The history of coffee begins somewhere around thirteenth century but we don’t know precisely when because we don’t have written documents about when we started to use it as a refreshing drink. What we have are the legends so they’ll have to do.
First one says that a Yemenite Sufi mystic Ghothul Akbar Nooruddin Abu al-Hasan al-Shadhili was traveling through Ethiopia and on that travel he noticed some birds that were unusually lively. He tried the berries he saw that the birds had been eating and felt the same vigor. Berries were the coffee cherries.
Second legend says that coffee was discovered by a Sheik Abou'l Hasan Schadheli's disciple - Omar. Although he was known for his ability to cure the sick through prayer, he was once exiled from Mocha to a desert cave near Ousab and was trying to survive. While trying some berries from a shrubbery, he found them to be bitter. He roasted and boiled them and got a drink from which he felt better. When the stories of the drink reached Mocha, Omar was asked to return and was made a saint.
Third legend says that a goat-herder noticed that his goats behaved restless when they eat berries from the bush so he tried them himself.

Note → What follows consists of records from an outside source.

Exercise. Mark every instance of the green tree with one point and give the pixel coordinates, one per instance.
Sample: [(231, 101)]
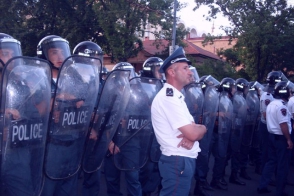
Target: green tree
[(264, 29), (124, 21)]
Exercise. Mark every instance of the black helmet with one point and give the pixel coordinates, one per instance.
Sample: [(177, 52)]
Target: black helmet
[(89, 49), (195, 74), (8, 42), (290, 85), (104, 73), (210, 80), (282, 90), (274, 77), (256, 86), (126, 66), (242, 85), (228, 85), (151, 68), (52, 41)]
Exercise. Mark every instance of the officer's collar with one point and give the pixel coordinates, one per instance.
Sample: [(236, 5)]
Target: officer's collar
[(176, 92)]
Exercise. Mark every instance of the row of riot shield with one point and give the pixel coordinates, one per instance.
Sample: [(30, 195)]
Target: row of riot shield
[(54, 136), (25, 108), (39, 134), (123, 117)]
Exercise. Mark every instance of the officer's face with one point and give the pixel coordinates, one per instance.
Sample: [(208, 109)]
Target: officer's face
[(6, 54), (56, 56), (157, 74), (182, 73)]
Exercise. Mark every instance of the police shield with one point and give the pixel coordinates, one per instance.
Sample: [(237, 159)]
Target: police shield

History tells us differently. The first evidence of coffee drinking appears in the middle of the 15th century, in the Sufi monasteries of the Yemen in southern Arabia. It came there from Ethiopia where it was native. From there coffee spread to Egypt and North Africa. By the 16th century, it was known on the rest of the Middle East, Persia and Turkey. Middle East was the point from which coffee spread to Italy and from there to the rest of the Europe. Dutch transported coffee to the East Indies and to the Americas.
After the Venice, where coffee came first in Europe, first real coffeehouses appeared in Vienna in 1683 after the Battle of Vienna. British East India Company and the Dutch East India Company imported the first coffee to Britain in 16th century. In 1669, Soleiman Agha, Ambassador from Sultan Mehmed IV, brought large quantity of coffee beans. North Sea ports of Germany had first German coffeehouses in 18th century. Gabriel de Clieu brought coffee seedlings to Martinique in the Caribbean somewhere in 1720 while the coffee was introduced to Brazil in 1727. Coffee was introduced to India in 1670 and it grows coffee since then. Japan first heard for coffee in 17th century but it was very affected by trading bans and import barriers that happened from time to time. Today, Japan is one of the leading per capita coffee consumers in the world.